The Bible: songs and wise sayings

A great deal of the Old Testament is written in poetry.  Like most of the Jewish Scriptures that Christians know as the Old Testament, it is written in Hebrew.  It is typical of the poetry of the time.  It does not rhyme, but has lines in pairs, which echo each other in meaning, imagery or rhythm.  Occasionally there are technical devices that do not translate well into English, such as having the first letter of each line work its way through the Hebrew alphabet.

150 hymns make up the book of Psalms.  They were a cycle of songs used by the Hebrew people (subsequently known as the Jews) in worship in the temple.  Every imaginable sentiment that a human being might need to express honestly to God is found here.  There is praise, pleading, fury, doubt, recollection of happy times, trust in secure times, and despair in times of suffering.

A large amount of the Bible’s poetry concerns whether it is possible to believe in a loving God when there is so much suffering in the world.  It is the subject of the book of Job, which is presented as a play in verse.  In it a faithful worshipper of God refuses to lose trust in him despite every misfortune that life throws at him.

There is an unexpectedly sympathetic hearing given in Ecclesiastes to the idea that food, drink, sex and sun are all you need on God’s good earth.

Song of Songs is an erotic poem.  Christians have sometimes interpreted it as being about the love between God and his people, although this sits awkwardly with the sexier parts.

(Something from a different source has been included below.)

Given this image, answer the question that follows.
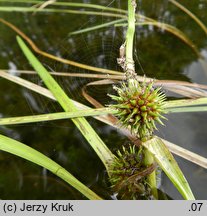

Proverbs is a collection of the sayings of Israel’s wise men and women.  It gives advice on how to take a godly approach to friendship, work, health, shopping and family relationships.  It does this using jokes, riddles and memorable sayings.

What the Bible says about it

An extract from the Bible:

My God, my God, why have you forsaken me?
Why are you so far from saving me,
so far from the words of my groaning?

O my God, I cry out by day,
but you do not answer,
by night, and am not silent.

Yet you are enthroned as the Holy One;
you are the praise of Israel.

In you our fathers put their trust;
they trusted and you delivered them.

Where to find it:

Psalm 22:1-4.

About these words:

This is the beginning of a poem that attempts to hold together despair and hope in God.  Jesus screamed it in the minutes before his death.  It is one of many parts of the Bible that give voice to the uncertainty about God that is the experience of every human.

And they said…

Athanasius, 296-373, Bishop of Alexandria:

The Psalms are like a mirror, in which one can see oneself and the movements of one’s own heart.

Graham Kendrick, writer of songs for Christian worship:

I remember talking to a jeweller who was trying to justify the cost of a pair of diamond stud ear rings.  He said that for every carrot of diamond you have to shift twenty-five metric tonnes of rock and dirt.  We are in the same business. I sometimes feel that to mine a gem of a song you just have to dig a lot of dirt.

Samuel Taylor Coleridge, 1772-1834, poet:

I have found in the Bible words for my inmost thoughts, songs for my joy, utterance for my hidden griefs, and pleadings for my shame and feebleness.